CSA-in-a-Box Architecture¶
Note
Quick Summary: Architecture reference for CSA-in-a-Box — the Azure-native reference implementation of the Microsoft "Unify your data platform" CAF guidance, built on Azure PaaS and open-source tooling. Positions Fabric as the primary control plane where GA, and CSA-in-a-Box as the Azure Government gap-filler (Fabric is forecast, not GA), the post-deprecation CAF CSA reference, and an incremental on-ramp to Fabric. Covers the DMLZ/DLZ landing zone pattern, medallion data flow (Bronze/Silver/Gold), streaming via Event Hubs + ADX, AI/ML integration, 9 vertical examples, and Azure Government compatibility.
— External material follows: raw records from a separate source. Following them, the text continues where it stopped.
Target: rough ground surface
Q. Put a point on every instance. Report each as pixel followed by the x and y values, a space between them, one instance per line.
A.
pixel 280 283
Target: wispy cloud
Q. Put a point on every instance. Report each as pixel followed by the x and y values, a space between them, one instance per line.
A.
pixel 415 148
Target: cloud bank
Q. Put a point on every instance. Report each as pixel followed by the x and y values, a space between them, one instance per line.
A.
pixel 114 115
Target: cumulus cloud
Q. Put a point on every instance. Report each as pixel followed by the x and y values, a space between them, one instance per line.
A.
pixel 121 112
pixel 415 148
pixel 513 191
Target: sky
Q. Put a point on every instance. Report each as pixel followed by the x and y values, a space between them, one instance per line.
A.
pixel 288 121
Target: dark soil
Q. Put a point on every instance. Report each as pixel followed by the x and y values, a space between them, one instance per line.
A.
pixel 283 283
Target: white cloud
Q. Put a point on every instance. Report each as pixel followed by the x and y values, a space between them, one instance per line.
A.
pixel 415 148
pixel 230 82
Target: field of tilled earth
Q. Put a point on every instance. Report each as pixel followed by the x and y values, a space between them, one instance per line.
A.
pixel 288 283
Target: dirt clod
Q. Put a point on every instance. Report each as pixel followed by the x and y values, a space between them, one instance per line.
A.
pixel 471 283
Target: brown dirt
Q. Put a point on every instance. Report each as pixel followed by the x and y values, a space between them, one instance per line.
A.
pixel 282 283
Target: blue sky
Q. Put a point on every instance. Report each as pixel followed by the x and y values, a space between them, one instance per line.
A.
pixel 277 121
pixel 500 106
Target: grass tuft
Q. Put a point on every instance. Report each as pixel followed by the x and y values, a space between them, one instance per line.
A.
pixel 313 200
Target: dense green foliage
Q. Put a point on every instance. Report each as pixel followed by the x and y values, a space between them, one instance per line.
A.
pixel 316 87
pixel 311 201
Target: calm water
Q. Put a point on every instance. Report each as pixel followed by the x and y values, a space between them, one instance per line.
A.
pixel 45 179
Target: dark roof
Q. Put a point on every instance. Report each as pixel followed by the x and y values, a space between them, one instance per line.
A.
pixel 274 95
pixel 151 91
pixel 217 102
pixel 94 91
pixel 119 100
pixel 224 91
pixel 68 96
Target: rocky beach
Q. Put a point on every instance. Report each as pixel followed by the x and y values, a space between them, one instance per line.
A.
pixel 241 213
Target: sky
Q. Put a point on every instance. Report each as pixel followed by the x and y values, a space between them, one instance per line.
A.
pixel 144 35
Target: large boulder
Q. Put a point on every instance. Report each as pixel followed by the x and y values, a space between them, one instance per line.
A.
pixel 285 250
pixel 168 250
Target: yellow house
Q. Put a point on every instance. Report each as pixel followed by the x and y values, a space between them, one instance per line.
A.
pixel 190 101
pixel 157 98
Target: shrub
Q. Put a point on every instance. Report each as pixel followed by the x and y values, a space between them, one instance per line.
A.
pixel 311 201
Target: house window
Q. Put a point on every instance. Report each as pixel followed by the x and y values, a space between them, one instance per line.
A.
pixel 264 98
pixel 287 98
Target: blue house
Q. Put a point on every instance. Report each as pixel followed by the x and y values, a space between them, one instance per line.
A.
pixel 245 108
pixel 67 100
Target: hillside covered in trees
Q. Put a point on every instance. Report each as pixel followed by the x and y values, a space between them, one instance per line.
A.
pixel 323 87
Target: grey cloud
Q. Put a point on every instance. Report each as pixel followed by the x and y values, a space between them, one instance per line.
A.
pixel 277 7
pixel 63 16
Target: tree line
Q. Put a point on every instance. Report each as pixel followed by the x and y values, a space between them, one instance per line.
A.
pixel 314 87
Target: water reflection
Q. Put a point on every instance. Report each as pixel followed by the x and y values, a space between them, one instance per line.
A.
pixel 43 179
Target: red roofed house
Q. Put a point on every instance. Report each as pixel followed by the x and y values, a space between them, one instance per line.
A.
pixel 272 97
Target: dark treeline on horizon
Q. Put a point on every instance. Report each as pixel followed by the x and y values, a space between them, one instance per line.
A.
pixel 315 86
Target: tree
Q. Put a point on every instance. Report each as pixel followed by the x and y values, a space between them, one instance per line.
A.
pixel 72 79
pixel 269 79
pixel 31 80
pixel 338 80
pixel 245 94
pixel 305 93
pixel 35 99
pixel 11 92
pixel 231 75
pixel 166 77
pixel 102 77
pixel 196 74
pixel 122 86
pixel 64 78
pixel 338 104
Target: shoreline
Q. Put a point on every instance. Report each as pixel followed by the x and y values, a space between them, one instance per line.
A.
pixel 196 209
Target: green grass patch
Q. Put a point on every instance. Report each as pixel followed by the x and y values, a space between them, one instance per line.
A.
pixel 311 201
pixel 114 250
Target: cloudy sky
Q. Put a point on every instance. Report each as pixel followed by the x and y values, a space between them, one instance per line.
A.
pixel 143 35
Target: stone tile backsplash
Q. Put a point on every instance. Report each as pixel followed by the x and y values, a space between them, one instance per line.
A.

A comprehensive architecture reference for CSA-in-a-Box — an Azure-native reference implementation of the Microsoft "Unify your data platform" Cloud Adoption Framework guidance, built on Azure PaaS services and open-source tooling. Where Microsoft Fabric is GA in your region and cloud, Fabric is the primary control plane; CSA-in-a-Box is the Fabric-parity stack on Azure PaaS for workloads in Azure Government (Fabric forecast, not GA), for regulated scenarios that need composable IaC, and as an incremental on-ramp whose components compose cleanly into a future Fabric migration.
Note
CAF scenario update (CSA-0068). The legacy "Cloud-Scale Analytics" CAF scenario was deprecated in April 2026 and replaced by Microsoft CAF — Unify your data platform. This document tracks the 2026 "Unify your data platform" guidance. Historical references to the deprecated Cloud-Scale Analytics scenario are retained for context and cross-referencing only — do not use https://learn.microsoft.com/azure/cloud-adoption-framework/scenarios/cloud-scale-analytics/ as an authoritative source for new work.
📑 Table of Contents¶
- 🏗️ High-Level Architecture
- 🏗️ Architecture Layers
- 🔄 Data Flow
- 💡 Vertical Examples
- 📁 Repository Structure
- ⚙️ Primary Tech Choices
- 🔒 Security Architecture
- 🚀 Next Steps
🏗️ High-Level Architecture¶
graph TB
%% ─── Data Sources ───────────────────────────────────────────────
subgraph Sources["Data Sources"]
direction LR
Batch["Batch Sources<br/>(SQL, API, Files)"]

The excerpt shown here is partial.